Nach der Wahl: Umbrüche in der Ausserrhoder Politik

Mit dem Verlust der absoluten Mehrheit in der Regierung hat die Ausserrhoder FDP am Sonntag eine historische Niederlage eingefahren. Damit werde ein Stück weit Normalität geschaffen, sagt Vorstandsmitglied Annette Joos. Für die Parteiunabhängigen dürfte sich einiges ändern.

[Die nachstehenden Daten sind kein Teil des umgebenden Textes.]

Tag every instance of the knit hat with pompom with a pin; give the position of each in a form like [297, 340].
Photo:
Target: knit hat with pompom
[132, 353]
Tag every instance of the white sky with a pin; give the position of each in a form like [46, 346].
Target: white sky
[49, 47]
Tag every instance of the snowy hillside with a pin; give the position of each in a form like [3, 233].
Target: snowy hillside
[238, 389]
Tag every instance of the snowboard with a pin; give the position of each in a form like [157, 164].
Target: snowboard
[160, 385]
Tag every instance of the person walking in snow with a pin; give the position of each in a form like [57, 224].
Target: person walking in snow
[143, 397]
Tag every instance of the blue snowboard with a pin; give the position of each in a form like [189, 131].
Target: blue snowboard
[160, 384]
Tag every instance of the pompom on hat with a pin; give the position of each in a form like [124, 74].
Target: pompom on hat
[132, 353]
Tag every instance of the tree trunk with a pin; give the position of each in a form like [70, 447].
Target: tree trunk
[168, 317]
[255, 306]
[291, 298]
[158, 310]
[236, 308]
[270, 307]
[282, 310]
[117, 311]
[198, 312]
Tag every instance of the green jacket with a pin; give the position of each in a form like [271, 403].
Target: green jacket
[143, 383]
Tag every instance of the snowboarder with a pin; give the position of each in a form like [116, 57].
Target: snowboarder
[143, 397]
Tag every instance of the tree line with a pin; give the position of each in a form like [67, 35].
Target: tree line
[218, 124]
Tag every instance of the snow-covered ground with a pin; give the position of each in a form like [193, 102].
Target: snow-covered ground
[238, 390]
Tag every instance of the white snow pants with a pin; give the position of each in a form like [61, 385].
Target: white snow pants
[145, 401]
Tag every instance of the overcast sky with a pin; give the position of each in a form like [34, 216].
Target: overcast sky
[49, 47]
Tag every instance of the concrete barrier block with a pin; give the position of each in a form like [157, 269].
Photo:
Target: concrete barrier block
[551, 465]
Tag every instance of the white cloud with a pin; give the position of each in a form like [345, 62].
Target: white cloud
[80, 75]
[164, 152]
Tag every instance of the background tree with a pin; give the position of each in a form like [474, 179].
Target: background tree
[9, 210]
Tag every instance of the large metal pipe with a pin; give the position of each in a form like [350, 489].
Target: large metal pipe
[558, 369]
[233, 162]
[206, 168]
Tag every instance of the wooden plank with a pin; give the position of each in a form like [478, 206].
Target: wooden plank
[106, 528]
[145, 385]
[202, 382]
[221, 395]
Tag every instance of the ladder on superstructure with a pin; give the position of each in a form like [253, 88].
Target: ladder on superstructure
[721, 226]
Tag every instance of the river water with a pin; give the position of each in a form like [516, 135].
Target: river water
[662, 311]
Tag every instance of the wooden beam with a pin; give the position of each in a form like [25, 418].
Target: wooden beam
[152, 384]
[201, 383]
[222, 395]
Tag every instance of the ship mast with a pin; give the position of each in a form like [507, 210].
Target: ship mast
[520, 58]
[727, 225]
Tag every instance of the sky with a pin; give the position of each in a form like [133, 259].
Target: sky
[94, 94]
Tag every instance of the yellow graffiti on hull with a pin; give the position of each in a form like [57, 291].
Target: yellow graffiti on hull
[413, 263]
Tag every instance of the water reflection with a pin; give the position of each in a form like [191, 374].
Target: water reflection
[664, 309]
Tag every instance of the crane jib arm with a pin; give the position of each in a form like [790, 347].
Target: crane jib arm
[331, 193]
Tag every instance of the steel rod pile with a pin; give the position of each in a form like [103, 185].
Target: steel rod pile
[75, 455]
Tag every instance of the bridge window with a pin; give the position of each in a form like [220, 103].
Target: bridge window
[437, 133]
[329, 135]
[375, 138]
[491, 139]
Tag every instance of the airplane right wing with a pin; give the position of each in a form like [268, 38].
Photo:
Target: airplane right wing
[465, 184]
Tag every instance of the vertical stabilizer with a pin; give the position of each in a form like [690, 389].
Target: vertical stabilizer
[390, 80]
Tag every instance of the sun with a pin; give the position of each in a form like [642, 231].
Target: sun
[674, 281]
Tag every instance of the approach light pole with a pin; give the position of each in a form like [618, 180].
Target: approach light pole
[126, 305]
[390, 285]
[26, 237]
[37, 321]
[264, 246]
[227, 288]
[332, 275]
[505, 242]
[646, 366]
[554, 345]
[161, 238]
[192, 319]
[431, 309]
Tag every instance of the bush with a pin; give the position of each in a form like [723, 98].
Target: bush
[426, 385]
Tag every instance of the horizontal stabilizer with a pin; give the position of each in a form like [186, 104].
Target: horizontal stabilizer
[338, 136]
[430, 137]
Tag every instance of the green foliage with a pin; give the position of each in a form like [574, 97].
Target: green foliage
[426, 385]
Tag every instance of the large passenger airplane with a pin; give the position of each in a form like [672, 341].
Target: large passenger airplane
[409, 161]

Alfred Stricker und Andreas Zuberbühler

Bildlegende: Alfred Stricker (rechts) und PU-Präsident Andreas Zuberbühler haben gut lachen. Die FDP weniger. Keystone

Die FDP schaue nun der Regierung mindestens so genau auf die Finger, sagt Fraktionspräsidentin Annette Joos. Der Verlust der absoluten Mehrheit in der Regierung sei zwar schmerzhaft. Aber es gelte, nach vorne zu schauen.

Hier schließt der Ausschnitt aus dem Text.